Nos précédents Présidents de la République ont privilégié l’État-providence, multipliant les dépenses de protection sociale sans prévoir leur financement. Ils ont oublié le risque grandissant menaçant l’ensemble de notre système financier, qui risque de s’effondrer lorsque les taux d’intérêt augmenteront.

La France est le pays européen le plus dépensier. Il est temps de changer de méthode, de limiter l’intervention de l’État dans l’économie et de laisser davantage de pouvoir d’achat aux ménages pour qu’ils investissent et favorisent la croissance.

Les Français doivent savoir qu’une épée de Damoclès est suspendue au-dessus de nos têtes. Elle est détenue par les investisseurs, qui nous font – encore… – confiance, en nous prêtant chaque année 200 milliards d’euros à des taux qui restent bas.

À défaut, la France sombrerait dans une faillite retentissante. Une hausse de 5 % de nos taux d’intérêt, soit un niveau équivalent à celui des taux grecs, représenterait un surcoût de 50 milliards d’euros au bout de cinq ans, c’est-à-dire une charge de la dette impossible à financer. Tout le système social que nous connaissons s’écroulerait !

La France ne peut se résoudre à faire faillite. Le Gouvernement ne doit pas négliger le risque d’une méfiance accrue de nos investisseurs, dont les stratégies sont avant tout opportunistes. Or les avertissements se succèdent, sans réaction : en mai dernier, Bruxelles a décidé de maintenir la procédure de déficit excessif à l’encontre de la France.

La Cour des comptes, quant à elle, se sera rarement montrée autant critique sur les résultats d’une année budgétaire, parlant d’une « occasion manquée » pour 2016. Elle évoque également un risque majeur pour 2017.

Dans ce contexte explosif, le Premier ministre a lui-même qualifié la situation budgétaire de « volcan ». Cela aurait dû se traduire par une volonté forte de réduire nos déficits.

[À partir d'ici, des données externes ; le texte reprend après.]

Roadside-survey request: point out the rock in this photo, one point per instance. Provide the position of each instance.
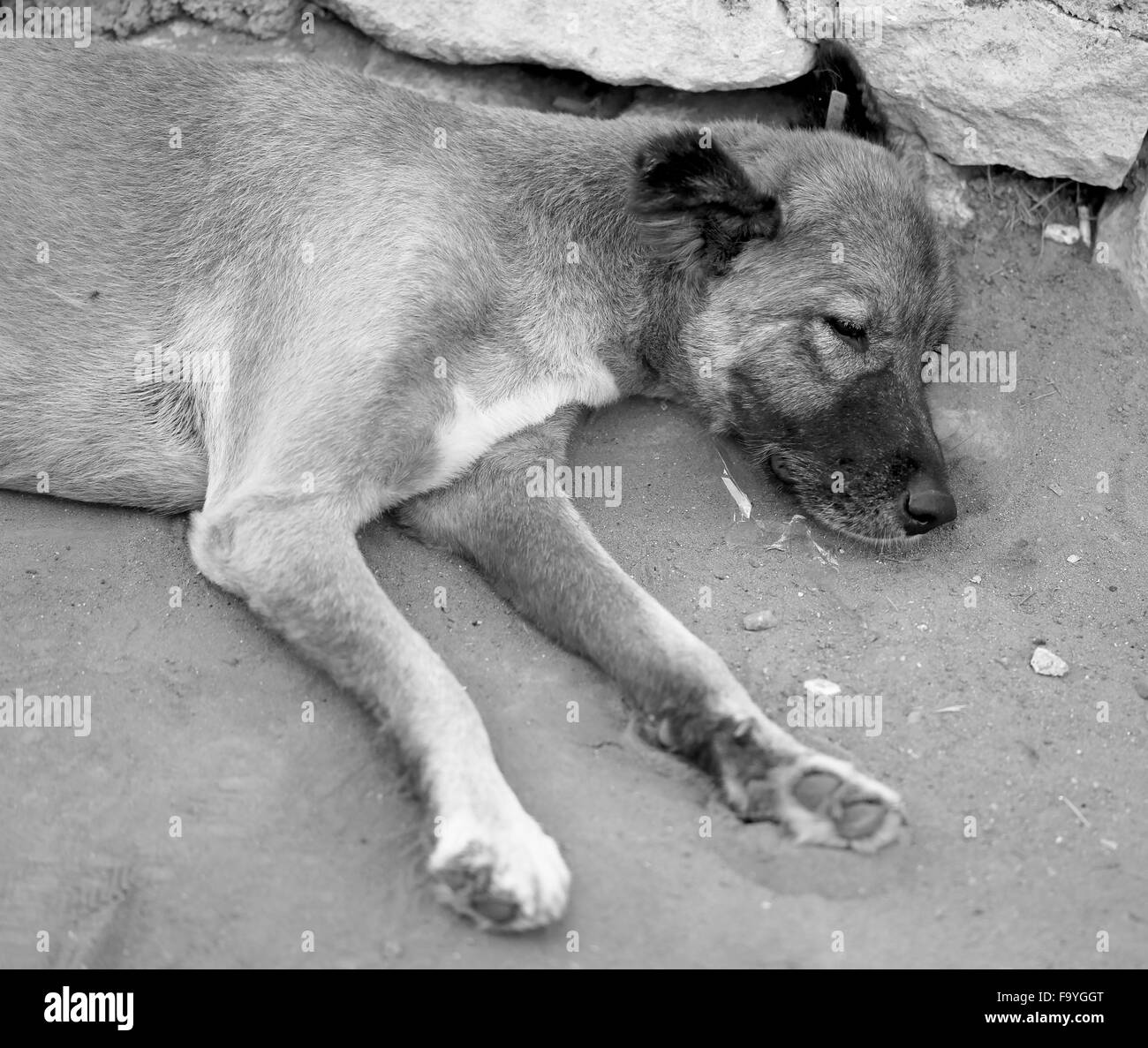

Or tel n’a pas été le cas.

Les économies sont encore floues. Les annonces de dépenses nouvelles non financées se multiplient, comme d’ailleurs les annonces de suppression de recettes.

Ainsi, 450 millions d’euros supplémentaires vont être alloués aux contrats aidés, qui coûtent déjà 2,5 milliards d’euros par an. Mais à quoi servent ces contrats ? Ce ne sont pas eux qui permettront de réduire le chômage !

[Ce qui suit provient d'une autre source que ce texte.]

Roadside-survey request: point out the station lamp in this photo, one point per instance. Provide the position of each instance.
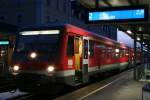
(129, 32)
(138, 39)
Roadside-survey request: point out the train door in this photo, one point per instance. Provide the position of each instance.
(78, 59)
(85, 60)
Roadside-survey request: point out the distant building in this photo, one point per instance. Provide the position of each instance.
(27, 13)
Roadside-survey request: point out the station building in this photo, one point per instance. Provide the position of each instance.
(28, 13)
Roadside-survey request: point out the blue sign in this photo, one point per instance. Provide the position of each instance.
(117, 14)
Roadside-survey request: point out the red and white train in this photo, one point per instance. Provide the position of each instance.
(66, 54)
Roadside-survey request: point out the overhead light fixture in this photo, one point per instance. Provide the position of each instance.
(40, 32)
(140, 29)
(138, 39)
(129, 32)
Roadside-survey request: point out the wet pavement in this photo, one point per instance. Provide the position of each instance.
(120, 87)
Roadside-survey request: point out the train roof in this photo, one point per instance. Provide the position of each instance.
(86, 32)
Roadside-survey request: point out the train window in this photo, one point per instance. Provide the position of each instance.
(70, 46)
(91, 48)
(76, 45)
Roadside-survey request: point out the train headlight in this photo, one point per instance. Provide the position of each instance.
(33, 55)
(50, 68)
(16, 68)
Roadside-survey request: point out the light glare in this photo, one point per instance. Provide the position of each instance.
(33, 55)
(40, 32)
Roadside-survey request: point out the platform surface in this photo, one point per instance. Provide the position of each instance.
(119, 87)
(124, 89)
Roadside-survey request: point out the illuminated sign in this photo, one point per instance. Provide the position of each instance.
(4, 42)
(43, 32)
(118, 14)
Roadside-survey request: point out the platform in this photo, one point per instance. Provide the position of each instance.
(120, 87)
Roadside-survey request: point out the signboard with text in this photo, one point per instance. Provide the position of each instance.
(117, 14)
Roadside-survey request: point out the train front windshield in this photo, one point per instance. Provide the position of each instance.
(43, 42)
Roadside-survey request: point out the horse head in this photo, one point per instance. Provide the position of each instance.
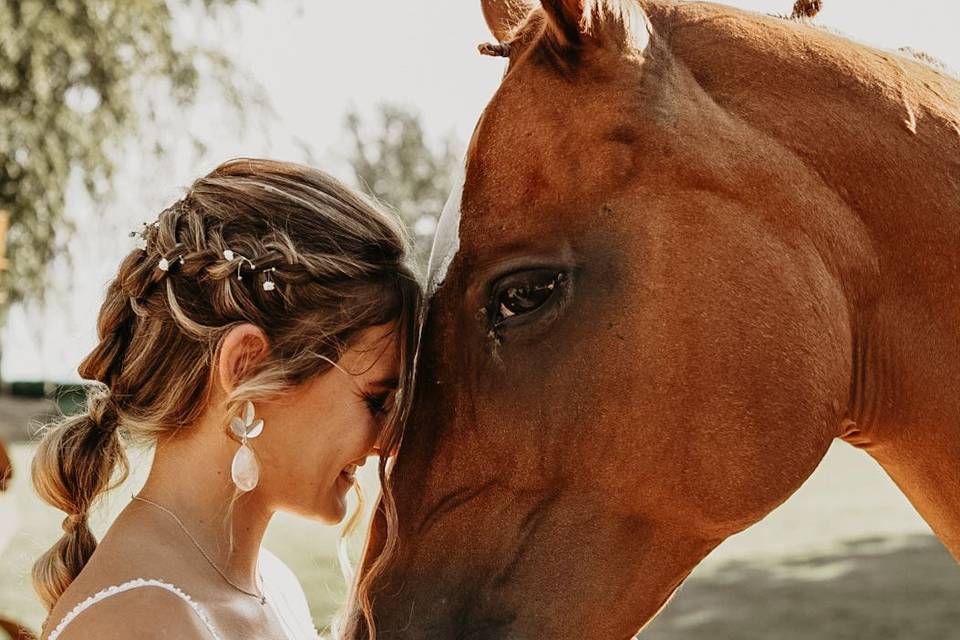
(638, 342)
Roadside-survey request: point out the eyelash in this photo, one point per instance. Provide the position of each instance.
(376, 403)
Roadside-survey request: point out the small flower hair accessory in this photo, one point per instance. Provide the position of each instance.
(245, 470)
(229, 255)
(164, 265)
(141, 235)
(268, 284)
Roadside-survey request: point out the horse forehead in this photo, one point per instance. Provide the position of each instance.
(446, 241)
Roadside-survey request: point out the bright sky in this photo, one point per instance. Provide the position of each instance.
(315, 62)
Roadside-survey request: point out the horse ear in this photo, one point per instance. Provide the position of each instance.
(622, 20)
(567, 18)
(503, 16)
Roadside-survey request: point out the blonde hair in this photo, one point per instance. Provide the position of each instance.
(339, 266)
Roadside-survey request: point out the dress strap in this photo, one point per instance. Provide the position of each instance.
(129, 586)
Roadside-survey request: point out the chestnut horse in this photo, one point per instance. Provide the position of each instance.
(693, 247)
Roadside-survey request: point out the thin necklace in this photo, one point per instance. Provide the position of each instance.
(262, 598)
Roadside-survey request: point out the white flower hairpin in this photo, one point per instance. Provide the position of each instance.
(268, 284)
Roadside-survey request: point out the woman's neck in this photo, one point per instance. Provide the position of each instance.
(190, 478)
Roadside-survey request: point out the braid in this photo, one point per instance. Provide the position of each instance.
(74, 464)
(278, 245)
(77, 457)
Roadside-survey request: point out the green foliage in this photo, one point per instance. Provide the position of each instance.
(398, 165)
(72, 78)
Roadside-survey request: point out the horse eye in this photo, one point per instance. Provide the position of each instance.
(525, 292)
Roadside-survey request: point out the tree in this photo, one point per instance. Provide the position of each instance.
(403, 170)
(71, 73)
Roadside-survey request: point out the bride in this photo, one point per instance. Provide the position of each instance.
(260, 340)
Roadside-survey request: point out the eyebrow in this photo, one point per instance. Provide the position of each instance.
(389, 383)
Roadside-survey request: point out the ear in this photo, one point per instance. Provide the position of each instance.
(503, 16)
(566, 16)
(243, 346)
(621, 21)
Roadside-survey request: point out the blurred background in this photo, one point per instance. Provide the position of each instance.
(110, 108)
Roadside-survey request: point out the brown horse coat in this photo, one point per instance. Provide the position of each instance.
(694, 246)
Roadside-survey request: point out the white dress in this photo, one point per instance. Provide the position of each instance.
(282, 589)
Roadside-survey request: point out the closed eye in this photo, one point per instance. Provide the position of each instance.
(378, 403)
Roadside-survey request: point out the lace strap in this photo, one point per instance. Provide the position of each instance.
(100, 596)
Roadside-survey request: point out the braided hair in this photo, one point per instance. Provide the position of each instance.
(278, 245)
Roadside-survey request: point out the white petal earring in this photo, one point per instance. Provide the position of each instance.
(245, 470)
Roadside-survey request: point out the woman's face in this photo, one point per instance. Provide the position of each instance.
(317, 435)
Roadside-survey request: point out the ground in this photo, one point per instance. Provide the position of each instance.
(846, 558)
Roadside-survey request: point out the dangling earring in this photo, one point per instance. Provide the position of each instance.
(245, 470)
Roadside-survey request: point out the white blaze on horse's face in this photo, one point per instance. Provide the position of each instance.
(446, 242)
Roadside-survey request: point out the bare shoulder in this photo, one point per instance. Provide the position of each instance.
(143, 613)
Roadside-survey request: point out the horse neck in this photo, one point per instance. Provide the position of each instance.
(883, 134)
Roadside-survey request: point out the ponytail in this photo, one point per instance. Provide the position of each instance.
(73, 465)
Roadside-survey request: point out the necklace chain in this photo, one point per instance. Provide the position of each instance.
(262, 598)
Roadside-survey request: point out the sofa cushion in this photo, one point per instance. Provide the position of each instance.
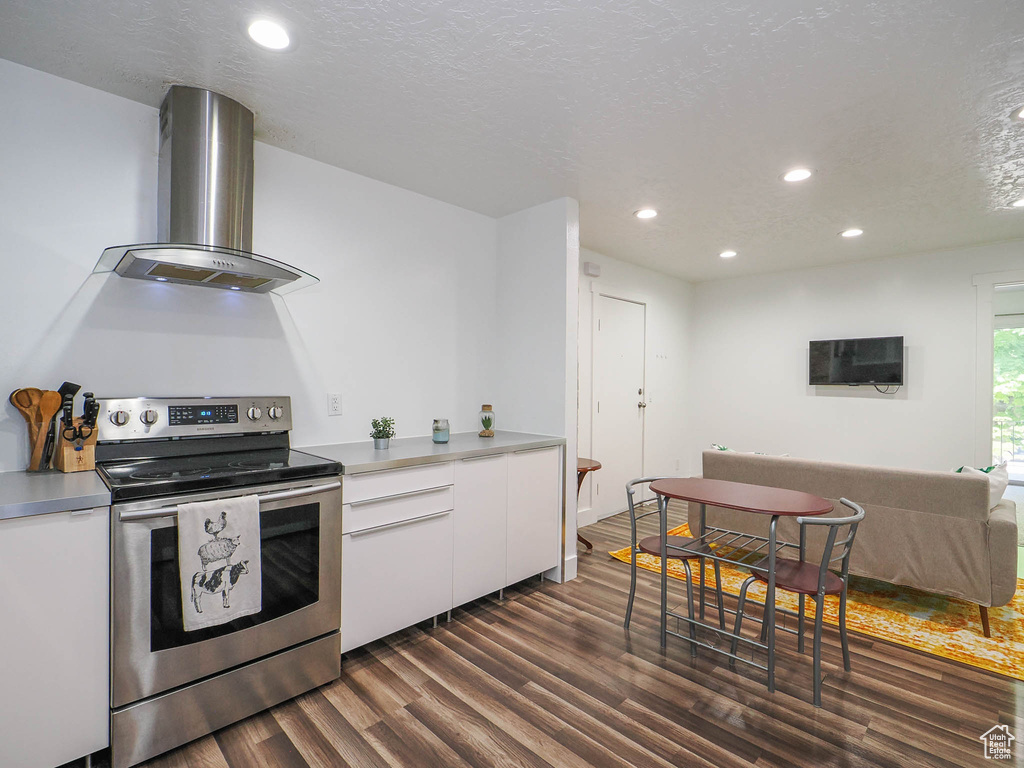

De même, 4 milliards d’euros sont déjà consacrés à la prime d’activité, que vous souhaitez doubler. C’est de la folie ! Cela ne sert à rien et ne facilitera sûrement pas l’embauche.

Je pense encore au crédit d’impôt pour la compétitivité et pour l’emploi, le CICE, financé par 15 milliards d’euros d’emprunt chaque année. Pour quoi faire ?

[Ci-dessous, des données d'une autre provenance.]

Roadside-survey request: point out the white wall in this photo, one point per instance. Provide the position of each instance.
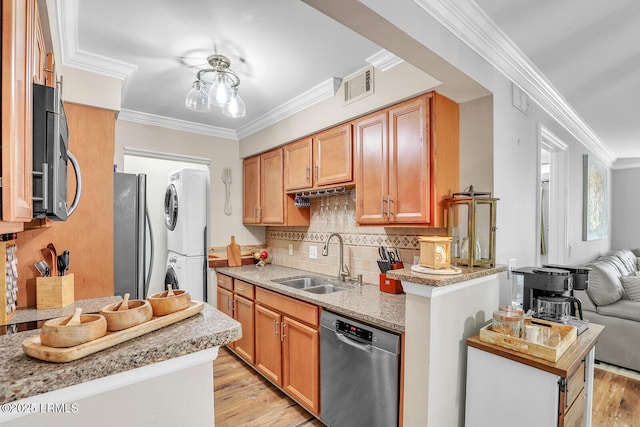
(219, 151)
(626, 208)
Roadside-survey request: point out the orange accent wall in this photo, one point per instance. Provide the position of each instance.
(88, 233)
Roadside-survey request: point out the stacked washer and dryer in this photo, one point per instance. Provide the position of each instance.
(185, 207)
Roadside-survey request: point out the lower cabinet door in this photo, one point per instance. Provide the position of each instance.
(244, 314)
(301, 364)
(268, 346)
(225, 305)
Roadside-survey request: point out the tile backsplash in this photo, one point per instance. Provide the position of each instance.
(337, 214)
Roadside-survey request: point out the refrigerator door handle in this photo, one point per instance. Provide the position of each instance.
(148, 273)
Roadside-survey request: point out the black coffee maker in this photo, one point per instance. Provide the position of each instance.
(548, 292)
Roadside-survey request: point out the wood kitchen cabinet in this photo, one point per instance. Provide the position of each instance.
(287, 346)
(22, 48)
(325, 159)
(262, 189)
(407, 160)
(264, 199)
(235, 299)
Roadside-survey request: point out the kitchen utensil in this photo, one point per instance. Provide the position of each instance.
(137, 312)
(226, 178)
(49, 253)
(233, 253)
(61, 265)
(61, 332)
(33, 347)
(164, 303)
(124, 305)
(75, 319)
(65, 256)
(43, 268)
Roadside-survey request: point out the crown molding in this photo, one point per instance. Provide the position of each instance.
(73, 56)
(471, 24)
(384, 60)
(182, 125)
(318, 93)
(626, 163)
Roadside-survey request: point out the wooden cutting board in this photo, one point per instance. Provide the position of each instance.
(34, 348)
(233, 253)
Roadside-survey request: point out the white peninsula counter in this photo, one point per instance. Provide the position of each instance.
(441, 312)
(163, 378)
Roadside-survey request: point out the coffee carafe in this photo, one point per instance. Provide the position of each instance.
(548, 292)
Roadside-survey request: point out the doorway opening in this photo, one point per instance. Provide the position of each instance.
(551, 240)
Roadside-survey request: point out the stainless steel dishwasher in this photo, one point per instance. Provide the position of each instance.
(359, 373)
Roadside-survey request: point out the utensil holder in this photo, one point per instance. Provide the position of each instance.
(54, 291)
(389, 285)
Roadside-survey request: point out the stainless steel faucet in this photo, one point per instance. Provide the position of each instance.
(343, 271)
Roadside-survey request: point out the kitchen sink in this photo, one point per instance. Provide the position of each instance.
(324, 289)
(314, 285)
(303, 282)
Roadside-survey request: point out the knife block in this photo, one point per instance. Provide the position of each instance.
(389, 285)
(54, 291)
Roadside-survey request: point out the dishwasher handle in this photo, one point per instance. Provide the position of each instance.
(352, 343)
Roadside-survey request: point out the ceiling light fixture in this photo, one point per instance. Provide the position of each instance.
(219, 88)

Que dire des 8,5 milliards d’euros non financés résultant de la suppression de la taxe d’habitation pour les communes ? C’est très bien de parler d’égalité, mais comment les communes vont-elles survivre, sans cette recette ? L’État va-t-il devoir emprunter pour venir à leur aide, ce qui va encore aggraver notre déficit budgétaire ?

Je pense enfin aux 3 milliards d’euros pour le rétablissement de l’exonération sur les heures supplémentaires. C’est très gentil pour ceux qui vont en bénéficier, mais ces 3 milliards vont manquer à l’État.

Comment trouver les recettes nécessaires pour financer ces nouvelles dépenses ? Le déficit budgétaire va se creuser dangereusement.

Prenons l’exemple du chômage : il ne se réduira pas tant que nous n’aurons pas mis en place la flexibilité de l’emploi, ce qui est difficile à faire comprendre à un certain nombre de personnes, notamment aux syndicats.

Je rappelle que l’Allemagne a créé 2,5 millions d’emplois en dix ans, sans aucun coût pour l’État. La recette d’un tel succès est connue : flexibilité pour les entreprises, sécurité pour les salariés.

C’est la solution. J’espère que le texte définitif sur le dialogue social l’aura retenue. Cela ne coûtera rien à l’État et permettra de nombreuses économies.

Inspirons-nous aussi de l’Allemagne pour baisser le coût du travail en réduisant le périmètre de l’État-providence en développant, par exemple, un système par capitalisation de la sécurité sociale, et non par répartition, en incitant les salariés à prendre des assurances personnelles pour financer retraite, santé ou chômage. C’est ce qui se passe dans tous les pays : cela ne coûte rien à l’État et fonctionne très bien. On pourrait ainsi réduire d’autant les charges sur les salaires et le coût du travail.

L’apprentissage tel qu’il existe en Allemagne permet aussi de réaliser des économies. Le collège unique, que nous subissons en France depuis quinze ans, grâce à René Haby, et qui enseigne le même programme à tous les enfants, sans aucune formation professionnelle, produit en réalité 150 000 chômeurs chaque année. Tout le monde s’en fiche, et aucun ministre de l’éducation nationale, en tout cas pas la dernière, ne s’y est intéressé. Ces jeunes sortent de l’école sans diplôme et sans perspective d’emploi.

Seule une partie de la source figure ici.